A casi una semana del doble terremoto que devastó el norte del país y mientras las réplicas mantienen en alerta a la población, integrantes de la comunidad venezolana radicada en San Nicolás sostienen una campaña solidaria para asistir a las miles de familias afectadas. La colecta reúne alimentos, medicamentos, productos de higiene, ropa y frazadas para ser enviadas a las zonas más castigadas por la tragedia.

La emergencia que atraviesa Venezuela continúa agravándose con el paso de los días. A casi una semana de los devastadores terremotos que sacudieron el norte del país, las autoridades y los equipos de rescate siguen trabajando entre los escombros mientras las réplicas mantienen en vilo a la población y dificultan las tareas de asistencia en las zonas más afectadas.
El saldo de la tragedia continúa en aumento y ya supera los 1.700 fallecidos, además de miles de heridos y decenas de miles de personas que permanecen sin hogar. A la destrucción de viviendas, hospitales e infraestructura se suma una creciente crisis humanitaria, con miles de familias que dependen de la ayuda para acceder a alimentos, agua, medicamentos y elementos de primera necesidad.
Frente a ese escenario, la comunidad venezolana de San Nicolás mantiene activa la campaña solidaria que comenzó días atrás con el objetivo de asistir a los damnificados. La iniciativa es impulsada por Carlos Leal, junto a María González Parra y otros venezolanos residentes en la ciudad, quienes organizan centros de acopio para reunir donaciones y enviarlas a las zonas afectadas.
Los organizadores reciben alimentos no perecederos, productos de higiene personal y limpieza, medicamentos, insumos de primeros auxilios, ropa, calzado, frazadas y otros elementos de primera necesidad. Todo lo recaudado será canalizado a través de organizaciones de venezolanos radicados en Argentina y de un corredor logístico que permitirá hacer llegar la ayuda a las familias que permanecen atravesando la emergencia.
Campaña solidaria en San Nicolás
En diálogo con Diario EL NORTE, Carlos Leal explicó que la preocupación de quienes viven lejos de su país sigue siendo permanente ante la magnitud del desastre. “Más de seis millones de venezolanos que salimos del país estamos angustiados por lo que está pasando. Estamos pendientes de nuestros amigos, familiares, que están atravesando un momento muy difícil”, expresó.

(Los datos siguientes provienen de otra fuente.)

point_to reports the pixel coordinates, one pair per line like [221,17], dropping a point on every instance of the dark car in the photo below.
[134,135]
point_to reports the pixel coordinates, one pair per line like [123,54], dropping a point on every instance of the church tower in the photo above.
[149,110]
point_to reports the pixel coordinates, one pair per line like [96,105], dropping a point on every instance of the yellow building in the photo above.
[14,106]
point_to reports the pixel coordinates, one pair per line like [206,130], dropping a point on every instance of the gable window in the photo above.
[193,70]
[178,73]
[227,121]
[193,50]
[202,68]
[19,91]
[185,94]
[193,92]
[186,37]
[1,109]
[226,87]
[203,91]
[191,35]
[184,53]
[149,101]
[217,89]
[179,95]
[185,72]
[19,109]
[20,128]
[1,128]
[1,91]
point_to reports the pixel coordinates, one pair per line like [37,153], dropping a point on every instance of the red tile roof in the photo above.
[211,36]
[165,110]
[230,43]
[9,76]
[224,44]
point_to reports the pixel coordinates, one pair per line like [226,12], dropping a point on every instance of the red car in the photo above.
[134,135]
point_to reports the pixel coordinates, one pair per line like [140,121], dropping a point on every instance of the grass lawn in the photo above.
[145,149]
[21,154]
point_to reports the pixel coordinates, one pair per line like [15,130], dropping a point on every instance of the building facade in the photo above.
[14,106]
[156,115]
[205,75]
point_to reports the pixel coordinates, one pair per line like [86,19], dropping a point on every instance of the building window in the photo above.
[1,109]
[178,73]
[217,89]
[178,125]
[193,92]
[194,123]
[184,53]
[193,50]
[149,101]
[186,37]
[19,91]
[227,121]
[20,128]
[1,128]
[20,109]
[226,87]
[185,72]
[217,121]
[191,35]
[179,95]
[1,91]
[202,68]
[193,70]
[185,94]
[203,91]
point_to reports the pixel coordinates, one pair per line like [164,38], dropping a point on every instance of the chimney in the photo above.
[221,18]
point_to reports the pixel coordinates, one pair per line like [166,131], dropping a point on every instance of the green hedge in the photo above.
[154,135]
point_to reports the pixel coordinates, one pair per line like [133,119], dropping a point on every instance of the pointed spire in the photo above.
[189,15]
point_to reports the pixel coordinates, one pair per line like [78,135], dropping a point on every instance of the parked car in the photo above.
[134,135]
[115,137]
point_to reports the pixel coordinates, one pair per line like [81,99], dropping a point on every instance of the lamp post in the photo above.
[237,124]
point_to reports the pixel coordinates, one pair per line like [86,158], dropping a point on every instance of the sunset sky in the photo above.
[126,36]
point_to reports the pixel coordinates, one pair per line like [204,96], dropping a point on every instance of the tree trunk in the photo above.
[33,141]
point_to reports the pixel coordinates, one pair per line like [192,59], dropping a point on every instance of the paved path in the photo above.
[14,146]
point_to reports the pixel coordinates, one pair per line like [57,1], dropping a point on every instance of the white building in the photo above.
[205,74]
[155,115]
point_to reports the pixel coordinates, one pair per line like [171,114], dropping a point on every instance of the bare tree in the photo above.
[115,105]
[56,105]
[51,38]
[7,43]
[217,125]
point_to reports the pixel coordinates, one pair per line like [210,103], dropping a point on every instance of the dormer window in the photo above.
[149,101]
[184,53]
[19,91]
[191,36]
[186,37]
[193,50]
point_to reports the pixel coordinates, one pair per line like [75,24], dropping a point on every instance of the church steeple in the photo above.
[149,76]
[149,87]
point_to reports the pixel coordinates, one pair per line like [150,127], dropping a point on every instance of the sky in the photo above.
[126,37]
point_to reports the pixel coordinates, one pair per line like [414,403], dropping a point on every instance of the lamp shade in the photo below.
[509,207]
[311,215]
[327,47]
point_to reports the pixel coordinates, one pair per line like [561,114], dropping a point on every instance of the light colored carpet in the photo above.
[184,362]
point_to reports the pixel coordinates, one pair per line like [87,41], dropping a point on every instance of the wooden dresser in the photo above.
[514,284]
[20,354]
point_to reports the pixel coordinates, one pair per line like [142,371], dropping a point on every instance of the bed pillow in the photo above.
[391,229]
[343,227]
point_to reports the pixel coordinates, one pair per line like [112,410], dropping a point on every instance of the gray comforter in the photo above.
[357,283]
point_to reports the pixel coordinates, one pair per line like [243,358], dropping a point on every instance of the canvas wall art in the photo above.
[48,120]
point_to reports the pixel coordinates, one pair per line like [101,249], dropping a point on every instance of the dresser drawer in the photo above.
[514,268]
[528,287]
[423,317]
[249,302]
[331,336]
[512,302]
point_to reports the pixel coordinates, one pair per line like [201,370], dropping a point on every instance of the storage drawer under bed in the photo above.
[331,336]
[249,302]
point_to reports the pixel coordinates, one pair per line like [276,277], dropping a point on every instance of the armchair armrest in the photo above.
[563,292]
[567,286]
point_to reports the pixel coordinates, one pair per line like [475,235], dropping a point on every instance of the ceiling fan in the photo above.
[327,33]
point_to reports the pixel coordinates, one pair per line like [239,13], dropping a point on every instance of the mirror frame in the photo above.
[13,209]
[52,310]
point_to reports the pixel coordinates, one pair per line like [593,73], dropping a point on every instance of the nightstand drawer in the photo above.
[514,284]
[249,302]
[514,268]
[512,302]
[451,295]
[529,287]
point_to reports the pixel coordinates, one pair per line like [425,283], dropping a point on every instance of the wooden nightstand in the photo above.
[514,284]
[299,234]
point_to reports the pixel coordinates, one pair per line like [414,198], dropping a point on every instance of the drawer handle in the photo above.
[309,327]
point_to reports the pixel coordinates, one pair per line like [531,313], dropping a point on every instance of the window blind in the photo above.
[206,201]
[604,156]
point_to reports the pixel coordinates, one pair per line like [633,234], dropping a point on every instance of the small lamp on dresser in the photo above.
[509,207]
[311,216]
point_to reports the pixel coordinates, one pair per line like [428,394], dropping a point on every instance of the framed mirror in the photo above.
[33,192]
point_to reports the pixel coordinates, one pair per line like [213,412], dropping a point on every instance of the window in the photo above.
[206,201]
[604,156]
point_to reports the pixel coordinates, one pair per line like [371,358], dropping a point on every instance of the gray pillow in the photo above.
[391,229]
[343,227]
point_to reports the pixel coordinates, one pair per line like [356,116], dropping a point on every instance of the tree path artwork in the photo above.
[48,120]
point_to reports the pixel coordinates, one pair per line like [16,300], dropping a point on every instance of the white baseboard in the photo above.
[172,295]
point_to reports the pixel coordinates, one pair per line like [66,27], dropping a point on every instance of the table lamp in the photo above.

El referente de la campaña también destacó que cada aporte puede marcar una diferencia para quienes perdieron prácticamente todo a raíz de los terremotos. “Lo más mínimo que haya, lo que crean que tal vez no se necesite, en Venezuela lo estarán necesitando”, afirmó, al tiempo que recordó que la rapidez con la que pueda enviarse la ayuda dependerá de la colaboración que logren reunir en los próximos días.
La campaña continúa abierta y uno de los centros de recepción de donaciones funciona en el domicilio de Carlos Leal, ubicado en Bolívar 952, entre Segundo García y Echagüe. Desde allí se centralizarán los elementos que posteriormente serán enviados a Venezuela para colaborar con las familias que aún enfrentan las consecuencias de una de las mayores tragedias naturales de la historia reciente del país.